What Goldschmitt is exploring here is a relationship between the accepting uncertainty and our orientation towards both the world around us and the people we place our trust in within it. Any open exploration in science, in art, in love means we may discover something we do not like or might not want to know. It is a form of risk taking where risk consists of losing the very identity, and our affection for and connection to the very object, that pulled us towards it in the first place.

Many human endeavors exist in this space besides art, science, and love. Plato in his Symposium describes philosophy as a form of love that works in this way. Religion, not when it is the source of “answers”, but in its mystical manifestations which are born of the search for God and end in an acceptance of the ineffable nature of the divine is like this as well.

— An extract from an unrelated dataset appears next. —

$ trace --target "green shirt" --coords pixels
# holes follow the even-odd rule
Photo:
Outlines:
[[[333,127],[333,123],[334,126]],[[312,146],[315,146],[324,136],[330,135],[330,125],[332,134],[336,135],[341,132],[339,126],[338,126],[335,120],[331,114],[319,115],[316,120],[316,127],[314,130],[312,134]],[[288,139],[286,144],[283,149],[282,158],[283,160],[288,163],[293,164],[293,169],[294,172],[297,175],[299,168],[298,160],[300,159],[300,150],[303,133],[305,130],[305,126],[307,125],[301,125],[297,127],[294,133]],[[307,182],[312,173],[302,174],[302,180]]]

Goldschmitt is also exploring the relationship of uncertainty and our orientation towards the future. Jeannette’s family is restored only when the uncertain nature of Kate’s drowning death is laid out for all to see and confront. In accepting this other risks and their uncertain outcomes can now be embraced- Jennette can be open with her family about her sexuality as can her father with his infidelities. Jeannette can walk away from renewing her relationship with Paula in a spirit of openness to what the future might bring.

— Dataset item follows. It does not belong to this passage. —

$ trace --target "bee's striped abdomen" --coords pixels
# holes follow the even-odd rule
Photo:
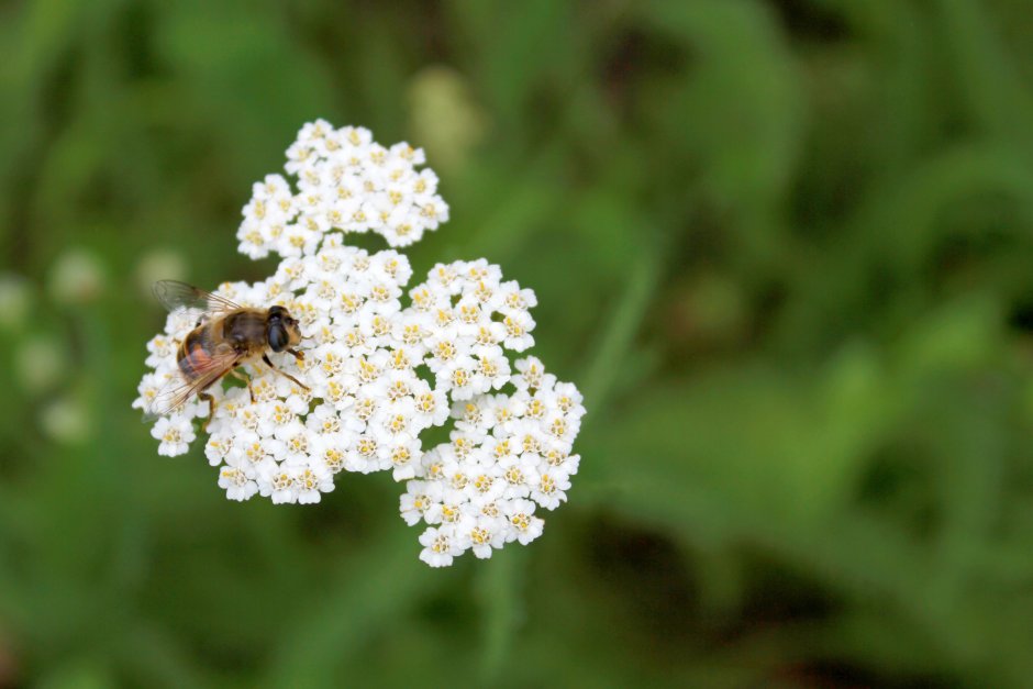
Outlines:
[[[187,380],[198,378],[207,371],[212,363],[212,356],[204,348],[206,338],[203,329],[192,331],[179,346],[179,370]]]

Jeannette ultimately comes to see Kate’s death in a way similar to how her father experienced his garden but was initially unable to accept:




But even in nothing there is always something. Nothingness never actually exists. Nothing plus the uncertainty principle will always make something, particles of energy that pop into being and out again. The higher their energies the shorter their lives. That’ll do for her. She can play with that.




​In writing The Falling Sky Goldschmitt has provided an alternative to the common literary tropes that are so often found when scientists are found in a work of fiction. There is the Promethean trope of the scientist struggling against the odds and against the forces of ignorance to arrive at the truth whose mirror image is the equally as common myth of Dr Frankenstein, the mad scientist whose hubris leads to destruction. The Falling Sky might be thought of as a version of realist science-fiction. The scientists in Goldschmidt’s novel, including Jeanette herself, are driven as much if not more by petty careerist aspirations and their own unmet psychological needs as by any heroic desire for the truth. At the same time, the scientist in The Falling Sky are no Dr Frankensteins either. Perhaps Jeannette’s ultimate goal is to understand the world as it really is and as best as she can and manifest a deep kind of inner courage in being willing to submit beliefs that for her have such deep psychological meaning to the challenge of scientific verification.

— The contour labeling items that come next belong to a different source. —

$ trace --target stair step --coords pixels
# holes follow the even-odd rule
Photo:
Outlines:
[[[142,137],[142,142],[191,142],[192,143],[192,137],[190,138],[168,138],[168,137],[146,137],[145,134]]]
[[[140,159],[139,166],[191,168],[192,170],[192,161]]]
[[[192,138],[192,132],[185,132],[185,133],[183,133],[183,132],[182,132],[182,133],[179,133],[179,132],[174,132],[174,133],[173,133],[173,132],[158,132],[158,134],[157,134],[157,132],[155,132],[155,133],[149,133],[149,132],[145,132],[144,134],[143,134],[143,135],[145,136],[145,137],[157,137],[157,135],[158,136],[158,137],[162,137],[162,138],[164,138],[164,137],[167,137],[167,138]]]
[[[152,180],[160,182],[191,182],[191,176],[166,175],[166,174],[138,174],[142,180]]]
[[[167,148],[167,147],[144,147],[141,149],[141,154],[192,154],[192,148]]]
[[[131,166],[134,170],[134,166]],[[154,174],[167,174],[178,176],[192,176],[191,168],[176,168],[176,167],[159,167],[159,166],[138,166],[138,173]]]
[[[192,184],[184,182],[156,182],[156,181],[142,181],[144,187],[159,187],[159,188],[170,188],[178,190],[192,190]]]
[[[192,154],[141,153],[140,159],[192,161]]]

Goldschmidt’s leap over these two tropes of science-fiction is a perfect compliment to the much different use of science-fiction as a guide to ethical pre-design being experimented with at the MIT Media Lab whose premise is that both blind faith in science and technology and outright rejection is too simplistic. Let’s take warnings about the potential ill effects of a technology seriously and see if we can design around them before the technology is actually deployed.

Although we should not expect to always to have easy answers. Indeed, sometimes we see something more clearly even if no definitive answers have been provided at all. Above all, for me, that was what I gained by reading this wonderful little novel. In a way few works have done for me, after putting the book down I felt I knew more about time, and memory, and death, about what it means to live itself, and yet I was no nearer to any answers and felt even these revelations were beyond my power to articulate.